The majority apparently extends the rule in United States v. Rivas, 3 M.J. 282 (C.M. A.1977), to appellate defense counsel.1 Despite the facial appeal of such a rule, it is, in practice, difficult to apply since it substitutes the subjective reaction of a particular appellate judge to a particular issue for the action taken by the appellate defense counsel. Such a standard is impossible to manage. The ultimate decision to raise any issue thus lies in the hands of the appellate court, acting with the clear light of hindsight based upon undefined reasons as to how the issue affects it without any knowledge of the appellate defense counsel’s reasoning which underlays his decision not to pursue the issue. Obviously, the result will be that appellate defense counsel must now raise every possible issue or suffer the peril of being declared incompetent by this Court. This doctrine flies in the face of “the obligation of any lawyer — whether privately retained or publicly appointed — not to clog the courts with frivolous motions or appeals.” Polk County, et a 1. v. Dodson, 454 U.S. 312, 323, 102 S.Ct. 445, 452, 70 L.Ed.2d 509 (1981) (footnote omitted).

In the instant ease, I can agree that, had I been the appellate defense counsel, I might well have raised certain issues on appeal.2 However, the test is not what I might have done, but whether the decisions of the appellate defense counsel met the standards of professional competence demanded of him by the Uniform Code of Military Justice and the Standards of Professional Ethics. These involve an objective standard. I can review the record and determine whether such issues are, in my opinion, frivolous and, what is more important, whether failure to raise them violated the Code or the doctrine of due process as applied in the military justice system.

Looking at the issues identified by the majority, the issue of duress was litigated at trial and resolved adversely to the accused. The issue of sentence appropriateness was raised before the convening authority, who provided some sentence amel*271ioration in his action.3 I cannot say that the accused has not been afforded the benefits provided by the Uniform Code of Military Justice; hence, I cannot find that appellate defense counsel was inadequate in his decision to submit the case on the merits to the Court of Military Review and here. To require more appears to me to be a substitution of a subjective reaction to this case rather than an objective review of the actions of the appellate defense counsel. If we impose this subjective standard of review, this Court, within a short time, will receive nothing but inadequacy of representation assertions and will never get to consider the substantive questions of law which we are created to resolve. I cannot accept such a standard and, therefore, dissent.

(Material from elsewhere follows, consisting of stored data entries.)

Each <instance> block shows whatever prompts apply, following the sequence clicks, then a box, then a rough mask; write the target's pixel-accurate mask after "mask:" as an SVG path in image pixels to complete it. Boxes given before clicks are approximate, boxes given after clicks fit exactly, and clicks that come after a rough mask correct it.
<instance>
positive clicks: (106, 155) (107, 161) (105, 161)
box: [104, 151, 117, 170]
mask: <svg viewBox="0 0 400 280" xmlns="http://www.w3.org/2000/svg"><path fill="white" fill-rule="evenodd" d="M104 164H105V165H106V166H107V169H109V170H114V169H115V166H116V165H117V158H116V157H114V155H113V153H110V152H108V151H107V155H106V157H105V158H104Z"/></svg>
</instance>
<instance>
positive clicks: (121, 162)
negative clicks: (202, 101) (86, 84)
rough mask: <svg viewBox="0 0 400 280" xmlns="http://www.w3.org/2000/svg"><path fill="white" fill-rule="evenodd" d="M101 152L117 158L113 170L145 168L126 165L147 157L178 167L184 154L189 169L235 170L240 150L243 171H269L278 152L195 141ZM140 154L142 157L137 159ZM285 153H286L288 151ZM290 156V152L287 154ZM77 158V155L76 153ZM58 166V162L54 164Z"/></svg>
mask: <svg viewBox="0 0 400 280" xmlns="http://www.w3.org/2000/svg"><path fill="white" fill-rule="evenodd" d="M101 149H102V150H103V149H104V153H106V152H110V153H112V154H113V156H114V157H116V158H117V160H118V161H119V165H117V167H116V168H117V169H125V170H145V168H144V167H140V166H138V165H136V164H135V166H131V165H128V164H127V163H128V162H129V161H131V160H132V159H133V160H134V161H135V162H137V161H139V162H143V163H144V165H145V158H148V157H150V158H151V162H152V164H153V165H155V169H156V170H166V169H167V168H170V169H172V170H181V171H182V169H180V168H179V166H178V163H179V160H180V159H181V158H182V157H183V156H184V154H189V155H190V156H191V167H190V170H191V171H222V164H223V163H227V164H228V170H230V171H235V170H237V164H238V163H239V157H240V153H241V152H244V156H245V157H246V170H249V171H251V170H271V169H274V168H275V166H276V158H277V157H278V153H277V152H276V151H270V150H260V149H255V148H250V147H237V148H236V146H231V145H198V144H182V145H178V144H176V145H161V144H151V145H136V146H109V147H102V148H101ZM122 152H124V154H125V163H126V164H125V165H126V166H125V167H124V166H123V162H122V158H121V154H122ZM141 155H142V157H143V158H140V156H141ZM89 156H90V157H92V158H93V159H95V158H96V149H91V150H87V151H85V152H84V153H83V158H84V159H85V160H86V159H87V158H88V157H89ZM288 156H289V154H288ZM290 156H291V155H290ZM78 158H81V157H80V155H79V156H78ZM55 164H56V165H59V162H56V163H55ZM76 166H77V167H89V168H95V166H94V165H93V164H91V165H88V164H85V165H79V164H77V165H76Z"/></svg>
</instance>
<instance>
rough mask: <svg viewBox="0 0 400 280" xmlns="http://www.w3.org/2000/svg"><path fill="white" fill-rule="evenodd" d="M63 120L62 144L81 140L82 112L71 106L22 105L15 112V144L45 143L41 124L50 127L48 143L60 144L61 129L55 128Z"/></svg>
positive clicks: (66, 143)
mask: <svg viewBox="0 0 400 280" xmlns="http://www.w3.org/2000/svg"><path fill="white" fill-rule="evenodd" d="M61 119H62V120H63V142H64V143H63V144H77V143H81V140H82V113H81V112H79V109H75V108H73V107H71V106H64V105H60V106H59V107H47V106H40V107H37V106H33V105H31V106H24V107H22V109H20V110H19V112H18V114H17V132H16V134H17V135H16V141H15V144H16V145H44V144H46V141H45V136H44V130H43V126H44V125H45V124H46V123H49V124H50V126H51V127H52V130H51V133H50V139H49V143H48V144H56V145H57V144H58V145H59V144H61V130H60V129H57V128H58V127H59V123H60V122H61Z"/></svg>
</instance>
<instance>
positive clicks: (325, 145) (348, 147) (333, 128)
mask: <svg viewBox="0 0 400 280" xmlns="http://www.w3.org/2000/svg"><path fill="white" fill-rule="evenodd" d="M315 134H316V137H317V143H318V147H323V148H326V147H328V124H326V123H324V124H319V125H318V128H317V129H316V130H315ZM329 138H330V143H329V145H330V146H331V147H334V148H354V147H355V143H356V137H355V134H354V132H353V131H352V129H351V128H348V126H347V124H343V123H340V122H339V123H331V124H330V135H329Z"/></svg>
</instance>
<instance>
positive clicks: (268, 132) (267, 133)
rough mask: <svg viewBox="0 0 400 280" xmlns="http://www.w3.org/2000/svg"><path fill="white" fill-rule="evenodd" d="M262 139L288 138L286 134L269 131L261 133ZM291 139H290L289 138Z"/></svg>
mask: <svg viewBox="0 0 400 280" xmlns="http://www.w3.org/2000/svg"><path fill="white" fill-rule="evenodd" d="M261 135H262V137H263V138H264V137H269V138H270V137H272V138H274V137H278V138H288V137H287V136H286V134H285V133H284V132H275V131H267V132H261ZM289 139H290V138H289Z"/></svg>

. In United States v. Rivas, 3 M.J. 282 (C.M.A. 1977), which involved an objective standard in a subjective way, I dissented, expressing my reservations with the impact of the lead opinion. 3 M.J. at 290.

. While emotions could easily be stirred by this case, I cannot formulate a rule to govern this type of situation that, in its general application, would not be unmanageable.

. The accused was convicted of five episodes of absence without leave totaling almost 600 days. The military judge, sitting alone as a special court-martial, sentenced him to a bad-conduct discharge, confinement at hard labor for 4 months, and reduction to E-l. The convening authority approved the sentence adjudged, but suspended confinement in excess of 90 days for 6 months. I cannot say, as a matter of law, that the sentence was excessive.